The use of subjective evaluation is what separates the legal perspective of witness testimony from the scientific perspective. Witness reports are considered “anecdotal evidence” by science, mainly because they are not testable. Yet many scientists are wise enough to understand that anecdotal evidence always precedes and leads to the collection of scientific evidence. In the history of science, scientific evidence has never been collected or even pursued until there has been enough anecdotal or indirect evidence at hand to merit an effort to collect the testable evidence. Thus without the collection and evaluation of anecdotal evidence or indirect evidence, there would be no scientific discoveries at all.
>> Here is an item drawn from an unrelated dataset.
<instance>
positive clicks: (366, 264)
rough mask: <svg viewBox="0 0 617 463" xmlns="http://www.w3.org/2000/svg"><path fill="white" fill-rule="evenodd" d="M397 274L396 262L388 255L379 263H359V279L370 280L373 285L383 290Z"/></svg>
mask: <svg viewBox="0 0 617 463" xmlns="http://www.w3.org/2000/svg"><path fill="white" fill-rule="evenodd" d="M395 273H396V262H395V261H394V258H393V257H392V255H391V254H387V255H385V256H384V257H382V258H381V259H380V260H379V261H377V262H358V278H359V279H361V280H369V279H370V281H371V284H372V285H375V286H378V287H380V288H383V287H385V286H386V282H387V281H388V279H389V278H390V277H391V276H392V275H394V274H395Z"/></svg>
This is the intrinsic relationship between the two types of evidence. Sighting reports by themselves are not scientific evidence, but they are what leads us to the scientific evidence. With respect to the pursuit of an unclassified species, the collecting of credible sighting reports is an essential part of the scientific process.
Report Classification System
All reports posted into the BFRO’s online database are assigned a classification: Class A, Class B, or Class C. The difference between the classifications relates to the potential for misinterpretation of what was observed or heard. A witness might be very credible, but could have honestly misinterpreted something that was seen, found, or heard. Thus, for the most part, the circumstances of the incident determine the potential for misinterpretation, and therefore the classification of the report.
Class A
Class A reports involve clear sightings in circumstances where misinterpretation or misidentification of other animals can be ruled out with greater confidence. For example, there are several footprint cases that are very well documented. These are considered Class A reports, because misidentification of common animals can be confidently ruled out, thus the potential for misinterpretation is very low.
Class B
Incidents where a possible sasquatch was observed at a great distance or in poor lighting conditions and incidents in any other circumstance that did not afford a clear view of the subject are considered Class B reports.